The Canadian Mint recently declared that they can do better than BitCoins:
“The system we would bring in would be backed by a fund. Bitcoin may work for the small group of people that believe in its value, but that could change very suddenly.” – Marc Brule, Chief Financial Officer, Royal Canadian Mint
The Canadian Mint’s currency is called MintChips. They will be produced by the Mint, which can control inflation. MintChip transactions are superficially anonymous, but it’s not clear how well they’d stand up to law enforcement.
Instead of a cryptographic algorithm, MintChip security will be based on trusted hardware. Using hardware means that the system is not just decentralized but distributed and can be used with no Internet connection (although that’s becoming less of a problem any day). The hardware will be hackable by someone with sufficient resources. The government is used to policing paper counterfeiting, but it will likely be impossible to trace counterfeit MintChips to their source.
Although MintChips appear to be a competitor to BitCoins, there doesn’t seem to be a compelling reason for a BitCoin early adopter to switch. Instead, MintChips are probably competition for credit card companies, PayPal and iTunes. The transaction fees charged by those companies add friction to the economy, so the Mint is fulfilling its mandate to make the economy more efficient. Plus, instead of those companies getting transaction fees, the Mint will make money selling MintChip hardware.
MintChips won’t have chargebacks, which vendors will like, and they’ll be accessible to more people than credit cards. The mathematics behind BitCoins are too complicated for almost anyone to verify (although complexity doesn’t seem to stop anybody from accepting fractional reserve banking) and there are a number of doomsday scenarios since BitCoins seem too good to be true. With the backing of the Canadian Mint, far more people will trust MintChips.
BitCoins are a secure, decentralized, anonymous, non-inflationary digital currency.

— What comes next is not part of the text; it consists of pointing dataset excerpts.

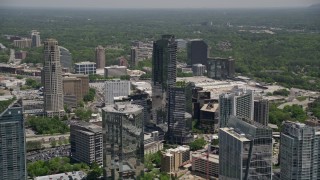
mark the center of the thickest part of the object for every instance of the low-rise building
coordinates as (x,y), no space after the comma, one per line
(85,68)
(205,164)
(172,159)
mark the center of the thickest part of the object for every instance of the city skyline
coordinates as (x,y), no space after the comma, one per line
(108,4)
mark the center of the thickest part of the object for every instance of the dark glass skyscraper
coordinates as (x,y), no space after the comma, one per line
(197,52)
(123,149)
(12,143)
(163,74)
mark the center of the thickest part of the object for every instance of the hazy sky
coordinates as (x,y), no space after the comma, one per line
(159,3)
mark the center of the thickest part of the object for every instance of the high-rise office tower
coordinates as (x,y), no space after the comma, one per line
(179,121)
(86,142)
(52,79)
(238,103)
(35,39)
(100,56)
(299,152)
(197,52)
(245,150)
(261,111)
(115,88)
(221,68)
(12,143)
(163,74)
(123,137)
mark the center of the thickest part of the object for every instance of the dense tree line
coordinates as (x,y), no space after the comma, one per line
(46,125)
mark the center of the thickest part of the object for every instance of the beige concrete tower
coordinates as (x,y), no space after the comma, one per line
(52,79)
(100,57)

Just like the market for Canadian dollars is built on the group of people who believe that dollars are valid currency, the market for BitCoins is built around a distributed network of computers that “believe” in BitCoins. Each transaction, including minting new coins, requires the network to do heavy algorithmic calculations. The network is immune to attack by any group of malicious processors that is less powerful than the good group. The algorithm stops producing new coins once there are 21 million in circulation, so inflation will stop.
BitCoins themselves have no id, like the serial number on a bill. Instead, the transactions have cryptographic proofs. So you can verify that Alice gave 100 coins to Bob, but then Bob can change his name to Bruce and give 50 coins to Carol. Carol can determine that Bruce has 50 coins but not where they came from. Bruce can’t then give 75 coins to Dave because he can’t prove that he has that many – BitCoins are immune to the double-spending problem.
Like items in massively multiplayer online roleplaying games, BitCoins can be converted to and from real world currencies. BitCoins are of interest for tax evasion, including the tax called inflation collected by fractional reserve banking. At the moment their killer app is buying drugs online, but an untaxable currency holds a lot of potential.
Although they are cryptographically secure, the BitCoin market is probably susceptible to a coordinated political attack like the one that crippled WikiLeaks. Because they’re non-inflationary, there is a concern that people may stop spending them once their value is guaranteed to increase relative to inflationary currency. Because the market is small and unregulated, they may also be susceptible to market manipulation.
The Mint supposedly wants devs to help it build a national e-currency. Unfortunately they’re suggesting it be used for oldbad ideas from the 90s, like paying for news stories with microtransactions:
Here’s the challenge. The prize? $50k in gold bullion (y’know — because e-currency can’t be trusted).
They’re doing it right now as you read this article! Even money in your pocket is being stolen! They’re stealing it with inflation.
The concept that inflation is a tax belongs to the Austrian School of economics, which is the favorite school of cranks and has little-to-no influence on orthodox economics. But I believe the Austrians are not wrong about inflation being a tax. Where they’re wrong is claiming that this is an unreasonable tax.
Money is not a natural thing that the government shouldn’t be meddling with: money is an abstraction created by the government that they allow people to use; inflation can be seen as a fee for that use. Inflation only steals your money, not your wealth (the reason there is no safe place to horde your wealth is that technology decreases the value of every resource over time).
Inflation is harder to evade than other taxes. And unlike many taxes, inflation has side benefits. One of the most interesting benefits is debt relief: by increasing inflation, the relative size of outstanding debts decreases. This review of Margaret Atwood’s Massey Lectures predicts that central banks will increase inflation to transfer wealth from rich people to banks, which is a lot better than the current plan of transferring wealth from the middle class to banks to their rich shareholders.